After only a few months of bail reform, several sponsors of Alaska’s “catch and release” bill, SB 91, moved to roll back it’s most controversial feature: a mandatory computer-generated algorithm that chooses who must be released without cash bail before trial.
The mandatory system relied on 6 data points to determine if a person was a low, medium, or high-risk for failure to appear for their court date and how likely the defendant was to commit another crime while out on a no-cash bail before their trial. The decision to release a defendant on bail was completely taken out of the hands of judges.
Alaska’s “Catch and Release” Bail Reform Gave Criminals a Get Out of Jail Free Card
Jessica Malcolm was arrested with a gun following a shootout. The algorithm scored her with a zero, so she was released the next day and promptly fled the state.
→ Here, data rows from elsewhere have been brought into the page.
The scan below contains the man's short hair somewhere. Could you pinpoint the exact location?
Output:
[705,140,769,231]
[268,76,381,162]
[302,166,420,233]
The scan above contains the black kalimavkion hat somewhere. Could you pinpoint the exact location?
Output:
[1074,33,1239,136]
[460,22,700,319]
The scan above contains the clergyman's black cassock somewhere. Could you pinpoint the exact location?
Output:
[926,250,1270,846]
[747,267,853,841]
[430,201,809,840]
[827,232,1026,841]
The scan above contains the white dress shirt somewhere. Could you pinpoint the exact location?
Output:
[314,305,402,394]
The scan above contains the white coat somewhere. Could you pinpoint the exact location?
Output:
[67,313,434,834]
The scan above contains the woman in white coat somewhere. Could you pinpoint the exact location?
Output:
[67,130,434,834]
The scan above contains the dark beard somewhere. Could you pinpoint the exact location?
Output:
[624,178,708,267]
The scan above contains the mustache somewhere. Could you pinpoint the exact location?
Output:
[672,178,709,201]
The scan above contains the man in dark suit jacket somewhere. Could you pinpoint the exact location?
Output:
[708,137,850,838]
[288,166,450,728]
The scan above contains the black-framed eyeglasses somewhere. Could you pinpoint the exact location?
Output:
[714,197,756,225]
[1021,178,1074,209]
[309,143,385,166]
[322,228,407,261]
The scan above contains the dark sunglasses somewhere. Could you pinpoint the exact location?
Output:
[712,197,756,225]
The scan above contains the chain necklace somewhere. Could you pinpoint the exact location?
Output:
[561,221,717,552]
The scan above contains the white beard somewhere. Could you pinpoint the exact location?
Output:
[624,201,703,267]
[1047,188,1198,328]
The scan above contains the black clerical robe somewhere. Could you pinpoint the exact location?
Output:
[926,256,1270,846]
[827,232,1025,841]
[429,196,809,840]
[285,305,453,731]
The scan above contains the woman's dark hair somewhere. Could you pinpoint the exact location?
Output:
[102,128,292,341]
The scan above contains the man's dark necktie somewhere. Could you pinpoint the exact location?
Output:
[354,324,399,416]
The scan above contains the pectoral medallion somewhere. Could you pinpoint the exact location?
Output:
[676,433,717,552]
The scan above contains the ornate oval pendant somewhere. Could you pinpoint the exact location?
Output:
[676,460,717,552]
Shane Muse, a suspected car thief, scored a two with the algorithm and qualified for mandatory “catch and release”. He immediately went on the run and didn’t show up to court for a forgery trial.
Alaska was the first state to implement a mandatory catch-and-release system in 2016 and the bail reform algorithm quickly created dire public safety consequences. One of the bill’s original sponsors, Mia Costello (R-Anchorage) led the charge to repeal several parts of the bill. Alaska Governor Bill Walker signed HB 312 in June which now allows judges to consider out-of-state criminal history and removes mandatory “catch and release”, returning these critical decisions back to the judges where it belongs.
The results of recent survey of judges by The National Judicial College reported that 69% of judges don’t want the money bail system to be abolished. Judges understand better than anyone that bail bondsman play an important role in the criminal justice system by requiring cash bail and keeping track of defendants to make sure they show up in court.